CS-E is known to promote tumor invasion by cleaving CD44 in PDA tissue (17,20). In the present study, serum samples were not available to assess soluble CD44. Therefore, the association of CD44 expression with DFS and OS was analyzed in PDA tissue obtained from surgical specimens. Unexpectedly, it was not possible to identify high expression of CD44 as a prognostic factor for patients with PDA following surgical resection. The association of CD44 expression levels with cancer prognosis and the utility of CD44 as a cancer stem cell marker have been debated. In the present study, a significant association between CD44 and CHST15 expression levels in PDA tissue was detected. However, certain PDA cells that expressed high CHST15 levels did not exhibit CD44 expression. This may be a reason, at least in part, why it was not possible to detect high CD44 expression as a prognostic marker for patients with PDA following surgical resection. As CD44 cleavage is enhanced by the CS-E fragment, which is synthesized by CHST15 (17), the levels of soluble CD44 in serum may be more closely associated with CHST15 expression intensity. The CS-E fragment modulates tumor cell adhesion and migration by interacting with CD44 on tumor cells, leading to CD44-mediated tumor progression (17). Therefore, CD44 cleavage levels in patients with PDA may be a prognostic factor following surgical treatment. The exact mechanism of CS-E fragment production in vivo and the association with CD44 remain unclear. Further studies are required to evaluate the clinical significance of CHST15 and CD44 as prognostic factors in a large sample of patients with PDA.

Several previous reports have indicated that low NLRs are also associated with significantly improved prognoses in patients with PDA. Therefore, NLR may be a novel marker for survival (23,24). As expected, NLR was also identified as a prognostic factor in patients with PDA following surgical resection. In addition, a previous report indicated that a high NLR was significantly associated with tumor metastasis, poor tumor differentiation and high CA19-9, low Alb and high CRP levels (23). In the present study, low Alb levels and pathology were also associated with OS. However, neither CA19-9 nor CRP levels were associated with DFS or OS in the present study.
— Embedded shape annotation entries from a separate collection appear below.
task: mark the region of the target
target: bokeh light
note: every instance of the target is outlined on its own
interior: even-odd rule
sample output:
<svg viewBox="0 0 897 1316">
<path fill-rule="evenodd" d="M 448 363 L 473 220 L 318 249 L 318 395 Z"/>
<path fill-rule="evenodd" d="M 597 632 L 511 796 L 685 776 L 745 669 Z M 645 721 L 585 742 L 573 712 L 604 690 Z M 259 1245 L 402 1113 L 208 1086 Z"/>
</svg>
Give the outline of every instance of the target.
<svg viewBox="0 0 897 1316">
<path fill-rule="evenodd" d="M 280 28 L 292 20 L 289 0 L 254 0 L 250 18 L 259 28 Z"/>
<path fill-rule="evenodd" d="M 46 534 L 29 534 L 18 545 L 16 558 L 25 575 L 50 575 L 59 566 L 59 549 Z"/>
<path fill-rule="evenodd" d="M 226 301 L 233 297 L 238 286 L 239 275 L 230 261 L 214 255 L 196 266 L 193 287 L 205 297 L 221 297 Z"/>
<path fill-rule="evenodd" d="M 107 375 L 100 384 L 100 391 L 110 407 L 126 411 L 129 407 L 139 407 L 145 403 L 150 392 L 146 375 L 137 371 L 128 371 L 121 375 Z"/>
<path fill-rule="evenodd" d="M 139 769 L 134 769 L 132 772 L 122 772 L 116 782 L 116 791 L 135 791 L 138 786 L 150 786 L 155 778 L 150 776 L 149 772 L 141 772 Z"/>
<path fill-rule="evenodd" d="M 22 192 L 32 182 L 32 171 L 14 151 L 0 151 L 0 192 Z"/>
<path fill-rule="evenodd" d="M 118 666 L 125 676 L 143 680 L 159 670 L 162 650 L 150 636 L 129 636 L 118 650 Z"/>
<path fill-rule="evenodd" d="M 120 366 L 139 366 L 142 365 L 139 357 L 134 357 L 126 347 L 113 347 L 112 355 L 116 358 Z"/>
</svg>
The results of the present study reinforced the importance of CHST15 as a prognostic factor in patients with PDA following surgical resection. Further investigation of CHST15 and its interaction with CD44 may provide novel insights into the manner in which tumor recurrence is regulated. PDA remains a lethal disease with a high early mortality rate following surgical therapy. To overcome early mortality following surgical resection, the analysis of mechanisms of CHST15 in tumor progression may lead to the development of alternative treatments that are able to control early recurrence.